"Safety" Scrum

We adopted an agile approach imbued with practices for engineering safety-critical systems.  In the diagram on the right you can see the typical SCRUM process in which stakeholders work with the product owner to create safety stories and to place them into a ranked product backlog.  In a non-safety critical project, the customer then selects user stories for a sprint, and the team implements them in order to release working, executable software at the end of the sprint.

So what do we do differently?

  1. First, instead of typical user stories we use the EARS format to write requirements.  These are more suited to requirements of a cyberphysical system.
  2. Second, we perform a preliminary hazard analysis at the start of the project to identify specific hazard that could cause harm if they were to occur.
  3. Third, for each of the identified hazards we identify contribution faults and document them in a Fault Mode Effect Criticality Analysis (FMECA) table.
  4. We then write mitigating requirements — which we refer to as safety requirements to eliminate or reduce the risk and/or impact of the fault.
  5. When stories (i.e., EARS requirements) are selected for an iteration, we perform a detailed hazard analysis to ensure that we have thought through all potential hazards and faults associated with each feature and with the interaction between any new features and those already implemented in the system.  This leads to modification in the FMECA and additional safety stories which are placed into the backlog.
  6. The sprint proceeds as normal; however, at the end of the sprint we inspect the delivered features for dependent safety stories.  The software is only considered safe for use if all safety stories associated with all features (and feature interactions) have been fully implemented and tested.
  7. Finally, we add specific testing and simulation tasks to the backlog.  These also create dependencies on each feature — and features can only be considered safe if all dependencies have handled.

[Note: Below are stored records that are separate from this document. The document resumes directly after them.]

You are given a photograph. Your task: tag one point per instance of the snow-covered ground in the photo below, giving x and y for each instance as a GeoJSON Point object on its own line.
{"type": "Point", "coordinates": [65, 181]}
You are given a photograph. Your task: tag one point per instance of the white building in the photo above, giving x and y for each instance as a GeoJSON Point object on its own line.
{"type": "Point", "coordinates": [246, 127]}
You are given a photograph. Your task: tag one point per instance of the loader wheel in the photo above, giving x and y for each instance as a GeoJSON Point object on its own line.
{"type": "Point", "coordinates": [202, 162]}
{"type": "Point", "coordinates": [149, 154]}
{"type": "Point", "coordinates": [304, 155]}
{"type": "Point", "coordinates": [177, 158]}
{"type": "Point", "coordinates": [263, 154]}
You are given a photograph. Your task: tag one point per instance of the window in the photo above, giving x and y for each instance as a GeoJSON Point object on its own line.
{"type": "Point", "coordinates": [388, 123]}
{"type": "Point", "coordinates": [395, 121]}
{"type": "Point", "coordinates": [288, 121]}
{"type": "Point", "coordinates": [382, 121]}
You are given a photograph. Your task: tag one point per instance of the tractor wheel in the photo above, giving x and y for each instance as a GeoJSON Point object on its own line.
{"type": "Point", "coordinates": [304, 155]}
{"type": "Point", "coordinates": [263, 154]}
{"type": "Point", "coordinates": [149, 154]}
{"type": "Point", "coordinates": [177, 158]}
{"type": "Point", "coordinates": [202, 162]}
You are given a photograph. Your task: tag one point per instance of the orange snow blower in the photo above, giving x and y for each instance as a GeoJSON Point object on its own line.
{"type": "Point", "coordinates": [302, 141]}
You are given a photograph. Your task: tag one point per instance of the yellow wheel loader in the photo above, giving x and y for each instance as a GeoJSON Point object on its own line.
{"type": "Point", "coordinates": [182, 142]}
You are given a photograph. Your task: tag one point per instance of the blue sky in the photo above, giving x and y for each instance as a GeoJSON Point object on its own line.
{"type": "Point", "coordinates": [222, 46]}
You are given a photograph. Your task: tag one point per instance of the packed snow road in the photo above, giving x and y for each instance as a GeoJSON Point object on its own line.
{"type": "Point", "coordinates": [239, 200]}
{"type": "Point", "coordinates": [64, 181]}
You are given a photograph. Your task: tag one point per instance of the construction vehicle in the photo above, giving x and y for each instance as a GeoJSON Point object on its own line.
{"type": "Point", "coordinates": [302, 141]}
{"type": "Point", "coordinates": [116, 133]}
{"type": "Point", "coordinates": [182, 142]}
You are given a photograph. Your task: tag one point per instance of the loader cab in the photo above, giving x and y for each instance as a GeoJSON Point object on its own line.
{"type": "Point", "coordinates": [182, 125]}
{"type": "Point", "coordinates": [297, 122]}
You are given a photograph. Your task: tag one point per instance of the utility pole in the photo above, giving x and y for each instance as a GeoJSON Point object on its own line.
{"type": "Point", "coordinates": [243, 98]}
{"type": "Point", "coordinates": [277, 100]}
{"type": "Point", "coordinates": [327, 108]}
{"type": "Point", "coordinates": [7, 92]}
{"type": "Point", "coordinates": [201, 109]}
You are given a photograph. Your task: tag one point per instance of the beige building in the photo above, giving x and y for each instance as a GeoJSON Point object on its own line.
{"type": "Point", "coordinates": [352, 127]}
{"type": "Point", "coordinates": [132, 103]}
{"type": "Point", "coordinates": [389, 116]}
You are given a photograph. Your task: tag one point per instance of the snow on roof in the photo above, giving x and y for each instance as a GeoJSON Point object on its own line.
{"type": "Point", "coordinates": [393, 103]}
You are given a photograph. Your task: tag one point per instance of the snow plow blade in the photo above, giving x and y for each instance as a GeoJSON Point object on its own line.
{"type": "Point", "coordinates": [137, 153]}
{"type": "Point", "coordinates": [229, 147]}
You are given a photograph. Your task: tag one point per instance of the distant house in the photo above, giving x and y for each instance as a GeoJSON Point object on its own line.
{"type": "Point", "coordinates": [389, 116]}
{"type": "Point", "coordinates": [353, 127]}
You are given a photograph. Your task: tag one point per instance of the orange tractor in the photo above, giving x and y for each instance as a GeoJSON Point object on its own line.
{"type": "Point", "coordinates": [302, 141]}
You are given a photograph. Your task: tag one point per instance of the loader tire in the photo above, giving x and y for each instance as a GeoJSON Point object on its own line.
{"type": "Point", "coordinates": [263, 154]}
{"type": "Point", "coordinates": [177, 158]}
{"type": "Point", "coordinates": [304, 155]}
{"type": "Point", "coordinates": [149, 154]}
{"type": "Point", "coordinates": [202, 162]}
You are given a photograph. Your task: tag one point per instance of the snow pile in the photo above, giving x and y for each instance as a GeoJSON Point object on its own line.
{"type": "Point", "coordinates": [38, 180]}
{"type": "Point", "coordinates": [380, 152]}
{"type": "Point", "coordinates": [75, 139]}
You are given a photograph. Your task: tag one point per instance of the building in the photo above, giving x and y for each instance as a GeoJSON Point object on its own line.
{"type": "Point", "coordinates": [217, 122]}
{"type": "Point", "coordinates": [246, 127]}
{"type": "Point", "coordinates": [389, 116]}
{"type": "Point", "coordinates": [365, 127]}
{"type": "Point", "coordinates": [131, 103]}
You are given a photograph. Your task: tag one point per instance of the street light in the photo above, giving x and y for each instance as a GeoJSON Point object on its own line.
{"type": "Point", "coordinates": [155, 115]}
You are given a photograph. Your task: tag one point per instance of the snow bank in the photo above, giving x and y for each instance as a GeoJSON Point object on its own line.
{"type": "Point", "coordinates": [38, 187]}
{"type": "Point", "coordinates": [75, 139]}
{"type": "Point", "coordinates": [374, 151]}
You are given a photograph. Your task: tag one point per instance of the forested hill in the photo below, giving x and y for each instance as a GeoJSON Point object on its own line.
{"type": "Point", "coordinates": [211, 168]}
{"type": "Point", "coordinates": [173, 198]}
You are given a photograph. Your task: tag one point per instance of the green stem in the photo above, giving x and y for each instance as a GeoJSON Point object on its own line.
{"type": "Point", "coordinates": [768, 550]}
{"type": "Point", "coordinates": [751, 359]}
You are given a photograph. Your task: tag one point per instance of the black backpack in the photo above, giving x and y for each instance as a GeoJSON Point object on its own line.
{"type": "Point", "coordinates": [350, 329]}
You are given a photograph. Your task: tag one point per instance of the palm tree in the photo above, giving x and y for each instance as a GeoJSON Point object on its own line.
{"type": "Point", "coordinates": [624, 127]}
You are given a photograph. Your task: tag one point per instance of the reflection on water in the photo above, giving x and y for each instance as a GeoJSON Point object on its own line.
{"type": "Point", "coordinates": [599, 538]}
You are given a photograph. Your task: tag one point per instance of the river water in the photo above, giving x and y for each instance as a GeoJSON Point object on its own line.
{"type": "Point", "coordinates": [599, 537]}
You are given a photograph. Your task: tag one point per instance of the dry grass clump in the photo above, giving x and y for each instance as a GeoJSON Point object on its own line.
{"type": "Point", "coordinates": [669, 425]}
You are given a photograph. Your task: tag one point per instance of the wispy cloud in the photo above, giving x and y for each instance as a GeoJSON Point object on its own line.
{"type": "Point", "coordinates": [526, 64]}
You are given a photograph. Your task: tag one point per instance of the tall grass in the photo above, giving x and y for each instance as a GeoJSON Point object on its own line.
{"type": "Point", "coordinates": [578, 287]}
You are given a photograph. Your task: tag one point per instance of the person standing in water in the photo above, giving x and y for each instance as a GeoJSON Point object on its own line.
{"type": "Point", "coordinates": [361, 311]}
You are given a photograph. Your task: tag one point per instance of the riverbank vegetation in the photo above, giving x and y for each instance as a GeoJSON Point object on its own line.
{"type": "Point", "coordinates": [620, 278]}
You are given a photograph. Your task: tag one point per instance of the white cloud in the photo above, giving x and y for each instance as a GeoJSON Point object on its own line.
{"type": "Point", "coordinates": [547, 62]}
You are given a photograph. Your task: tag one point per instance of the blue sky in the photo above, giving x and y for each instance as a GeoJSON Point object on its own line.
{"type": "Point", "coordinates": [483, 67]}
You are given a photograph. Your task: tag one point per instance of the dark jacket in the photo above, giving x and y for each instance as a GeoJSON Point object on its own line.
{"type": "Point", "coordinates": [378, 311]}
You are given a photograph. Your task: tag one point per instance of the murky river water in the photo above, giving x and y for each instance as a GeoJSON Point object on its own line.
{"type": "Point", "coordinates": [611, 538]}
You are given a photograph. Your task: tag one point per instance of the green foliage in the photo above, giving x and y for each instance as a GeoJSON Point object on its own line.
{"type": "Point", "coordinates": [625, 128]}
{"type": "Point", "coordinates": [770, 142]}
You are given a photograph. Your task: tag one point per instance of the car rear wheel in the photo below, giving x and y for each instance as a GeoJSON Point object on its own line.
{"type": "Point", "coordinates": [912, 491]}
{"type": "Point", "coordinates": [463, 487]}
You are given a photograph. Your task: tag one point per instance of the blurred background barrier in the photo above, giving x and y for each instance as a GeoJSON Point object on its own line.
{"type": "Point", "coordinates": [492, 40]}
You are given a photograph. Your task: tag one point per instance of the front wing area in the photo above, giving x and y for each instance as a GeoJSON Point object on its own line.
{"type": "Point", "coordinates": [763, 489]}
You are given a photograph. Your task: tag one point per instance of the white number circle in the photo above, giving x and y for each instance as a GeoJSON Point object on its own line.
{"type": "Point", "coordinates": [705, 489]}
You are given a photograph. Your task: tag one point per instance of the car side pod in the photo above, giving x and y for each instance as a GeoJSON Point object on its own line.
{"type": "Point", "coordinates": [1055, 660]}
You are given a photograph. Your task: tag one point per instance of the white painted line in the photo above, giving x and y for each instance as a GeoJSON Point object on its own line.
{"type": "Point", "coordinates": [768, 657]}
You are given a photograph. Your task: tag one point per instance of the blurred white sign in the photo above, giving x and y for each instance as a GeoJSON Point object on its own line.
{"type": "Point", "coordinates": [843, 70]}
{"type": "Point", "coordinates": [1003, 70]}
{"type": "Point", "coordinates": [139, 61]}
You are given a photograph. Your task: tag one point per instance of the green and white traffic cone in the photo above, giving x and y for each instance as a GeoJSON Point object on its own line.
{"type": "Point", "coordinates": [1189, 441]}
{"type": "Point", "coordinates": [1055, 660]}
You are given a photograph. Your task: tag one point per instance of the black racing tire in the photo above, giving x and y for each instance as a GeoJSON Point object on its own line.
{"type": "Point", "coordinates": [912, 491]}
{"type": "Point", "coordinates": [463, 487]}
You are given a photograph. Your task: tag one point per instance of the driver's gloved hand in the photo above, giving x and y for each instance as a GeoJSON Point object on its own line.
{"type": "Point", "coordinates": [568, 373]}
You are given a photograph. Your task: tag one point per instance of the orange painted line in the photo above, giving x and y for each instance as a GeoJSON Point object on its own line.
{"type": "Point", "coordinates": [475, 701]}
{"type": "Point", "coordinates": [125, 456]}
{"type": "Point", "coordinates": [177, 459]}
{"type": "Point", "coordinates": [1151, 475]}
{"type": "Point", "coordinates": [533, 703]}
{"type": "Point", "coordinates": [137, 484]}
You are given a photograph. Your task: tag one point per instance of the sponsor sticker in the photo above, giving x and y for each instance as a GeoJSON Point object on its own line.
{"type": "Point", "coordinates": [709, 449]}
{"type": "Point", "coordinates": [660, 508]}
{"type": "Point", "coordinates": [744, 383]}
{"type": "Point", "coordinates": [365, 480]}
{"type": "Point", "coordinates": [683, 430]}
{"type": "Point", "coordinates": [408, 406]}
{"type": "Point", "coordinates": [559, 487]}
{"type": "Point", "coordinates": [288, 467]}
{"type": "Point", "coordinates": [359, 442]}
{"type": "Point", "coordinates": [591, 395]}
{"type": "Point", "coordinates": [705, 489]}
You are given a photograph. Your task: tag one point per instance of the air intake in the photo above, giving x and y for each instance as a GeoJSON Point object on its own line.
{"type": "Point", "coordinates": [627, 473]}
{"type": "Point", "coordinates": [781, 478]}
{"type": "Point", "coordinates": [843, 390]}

Example:  Multiple UAVs shall fly in a shared airspace.

Delivering the software for multiple UAVs to fly in a shared airspace is relatively straightforward.  However, achieving it in a way that ensures effective collision avoidance avoidance involves numerous safety story.  Working, executable code, may be delivered, but may not necessarily be safe for use.  Our SCRUM process keeps us informed of the current safety status of the software.